Praying Through the White-Out Conditions in our Lives

 February 7, 2014

The following is from a column I had published in the Jackson Citizen Patriot on Feb. 23, 2007. In light of the bitter cold and blowing snow we have been experiencing this year, it seemed appropriate to post it again with small modifications. Stay safe!
 

During the extreme cold spell a few weeks ago, with blowing wind causing white-out conditions, I found myself repeatedly on the road. I just missed being in a 25 car pile-up on U.S 27 south of Ithaca. There were cars ahead of me off the road and rescue workers directing traffic, while behind me I heard the sound of cars crashing and saw the car immediately behind me spin out of control.
 
These white-out conditions can appear suddenly as they did that day. One minute you are cruising along, then you are blinded by snow and forced to hit the brakes.

Those situations occur in other ways in our lives. One minute we are cruising along, the road clear ahead of us, then we are blind-sided by an unexpected event or tragedy—the loss of a loved one, a call in the middle of the night that a child has been in an accident, a medical test that comes back positive for cancer or another life-threatening illness. We are forced to drive blindly, perhaps following the faint outline of light from the car ahead, all the while hoping we are not hit from behind. All the while praying.
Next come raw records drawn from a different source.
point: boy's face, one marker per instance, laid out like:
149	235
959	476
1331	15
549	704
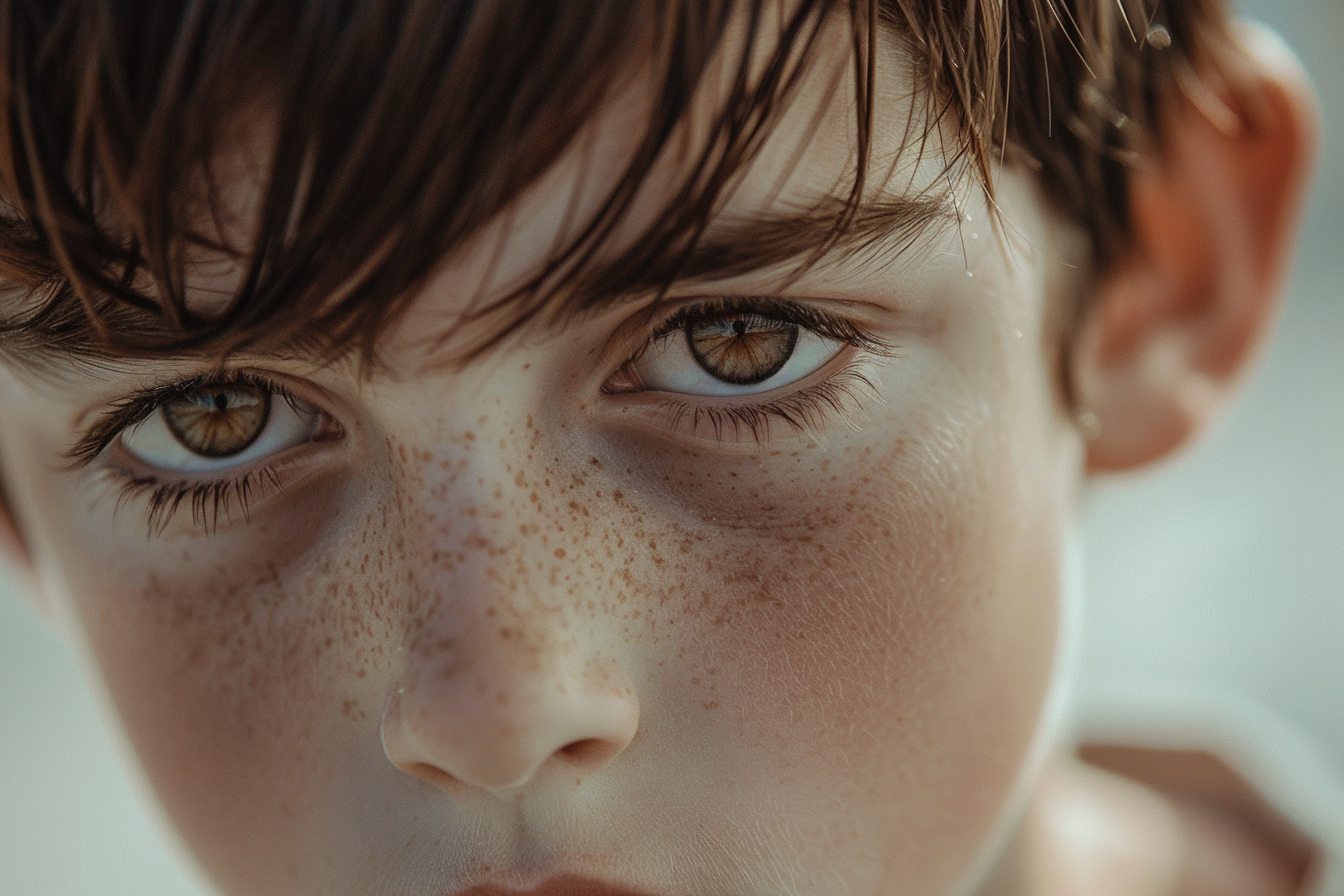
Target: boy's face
557	615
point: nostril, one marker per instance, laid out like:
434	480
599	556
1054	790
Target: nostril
589	751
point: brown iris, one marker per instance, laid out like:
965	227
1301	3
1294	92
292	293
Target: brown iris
218	422
742	349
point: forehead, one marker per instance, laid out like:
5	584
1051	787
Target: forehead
839	165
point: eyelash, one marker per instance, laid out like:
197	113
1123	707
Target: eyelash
807	410
163	499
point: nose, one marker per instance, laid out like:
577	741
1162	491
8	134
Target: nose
495	707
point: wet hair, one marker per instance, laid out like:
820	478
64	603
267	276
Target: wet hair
395	129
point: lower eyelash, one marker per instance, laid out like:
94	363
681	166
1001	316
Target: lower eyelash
805	411
207	500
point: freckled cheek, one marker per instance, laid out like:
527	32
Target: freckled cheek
238	664
887	621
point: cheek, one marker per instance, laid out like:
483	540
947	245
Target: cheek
246	669
864	636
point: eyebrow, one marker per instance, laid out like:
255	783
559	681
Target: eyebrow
734	247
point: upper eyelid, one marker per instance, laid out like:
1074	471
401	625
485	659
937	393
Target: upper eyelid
799	312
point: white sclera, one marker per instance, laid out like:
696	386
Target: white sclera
668	366
153	443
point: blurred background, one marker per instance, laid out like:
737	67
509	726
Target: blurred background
1218	575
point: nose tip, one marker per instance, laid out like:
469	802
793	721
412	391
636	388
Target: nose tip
499	742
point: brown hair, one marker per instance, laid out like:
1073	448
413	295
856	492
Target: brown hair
401	126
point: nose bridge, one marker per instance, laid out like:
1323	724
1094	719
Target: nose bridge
500	676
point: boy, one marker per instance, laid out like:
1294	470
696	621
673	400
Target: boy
606	448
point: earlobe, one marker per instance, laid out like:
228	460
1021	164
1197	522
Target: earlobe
1215	216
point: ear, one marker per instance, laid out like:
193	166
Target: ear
1215	216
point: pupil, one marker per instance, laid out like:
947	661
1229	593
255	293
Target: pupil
741	349
218	422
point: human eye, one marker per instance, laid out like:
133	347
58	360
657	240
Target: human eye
734	364
208	443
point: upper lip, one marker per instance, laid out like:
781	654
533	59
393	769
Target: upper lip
565	885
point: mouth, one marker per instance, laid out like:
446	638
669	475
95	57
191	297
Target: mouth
566	885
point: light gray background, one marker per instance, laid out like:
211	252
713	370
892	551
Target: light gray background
1223	571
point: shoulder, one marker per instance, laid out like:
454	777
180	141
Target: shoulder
1125	820
1179	798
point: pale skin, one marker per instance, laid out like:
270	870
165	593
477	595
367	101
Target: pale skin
536	618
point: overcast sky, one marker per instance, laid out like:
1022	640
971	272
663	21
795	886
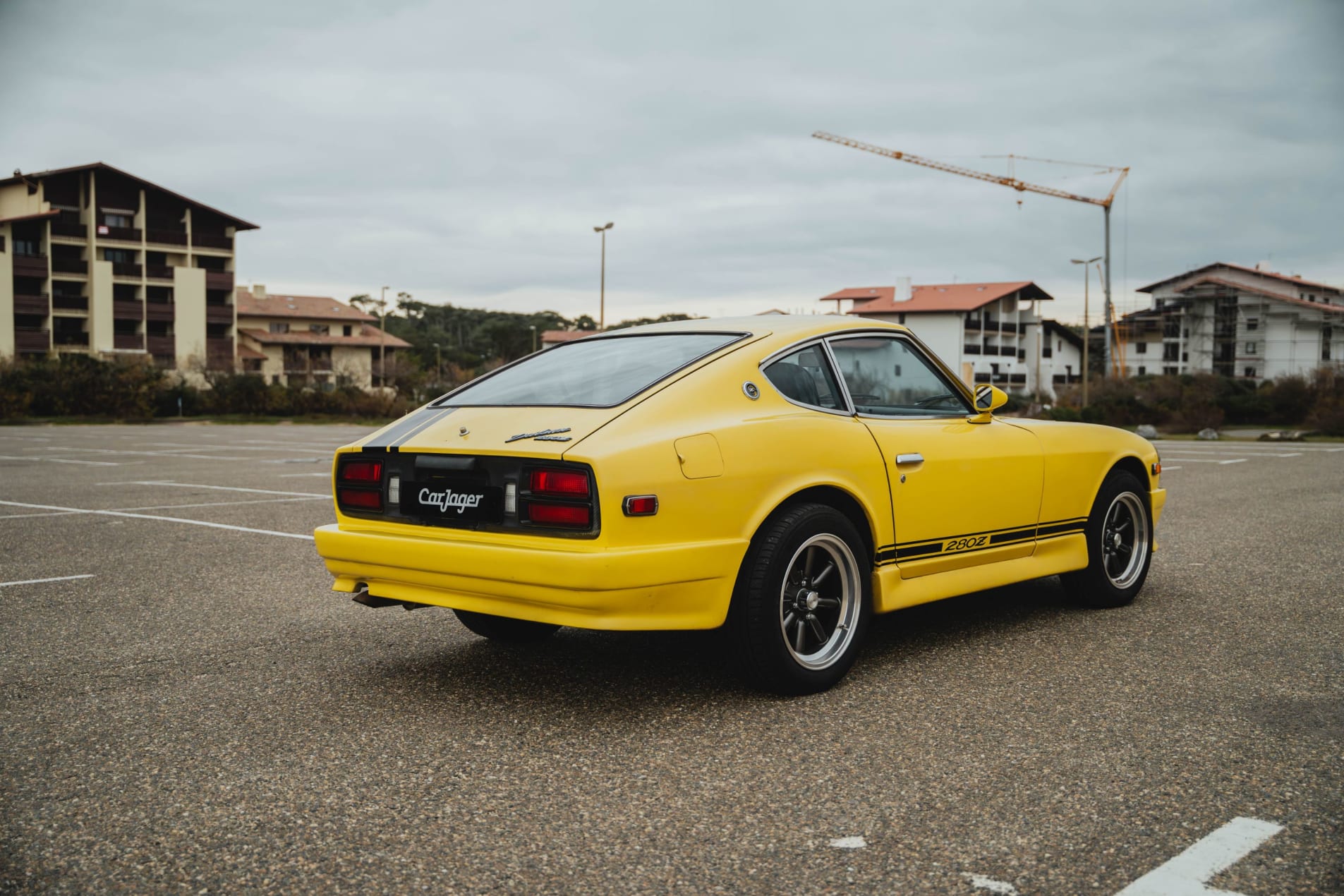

Somehow, on the freeway, I made it through safely. I don’t attribute this to having better driving skills than those around me, nor do I attribute this to prayer, although pray I did. Maybe I was just lucky. Maybe God was watching out for me, maybe it just wasn’t my time. I don’t know. I do believe in prayer, and I definitely prayed the whole drive and thanked God repeatedly for my good fortune of making it through safely when others did not.

But I don’t claim it was prayer that saved me. Certainly, there were others in the pile-up who prayed just as fervently as I did. How do we explain why God appears to answer one person’s prayer and not another’s?

I’m grateful for the times God has helped me safely through danger. I don’t attribute this to any merit on my part or special ability to pray. To do so would be to see prayer as some magical formula by which we manipulate God to do what we want. I pray because it is my nature to pray. We are made by God, for God.

There is that within us that naturally calls out to Someone greater. It is as natural as breathing. Even when we are not aware of it, there is that within us that is always at prayer, uttering words we cannot comprehend. As Paul tells us in Romans 8:26 (NAB), “In the same way, the Spirit too comes to the aid of our weakness, for we do not know how to pray as we ought, but the Spirit itself intercedes with inexpressible groanings.”

 And so I pray, not because I believe by doing so God will keep me safe from harm or reward my efforts, although I do hope for the best. I pray because it is who I am. It is human nature to seek to be in relationship with our Creator.

 As we go through “white-out” experiences in our life, let us pray because it is our nature to pray and be in relationship with our Creator.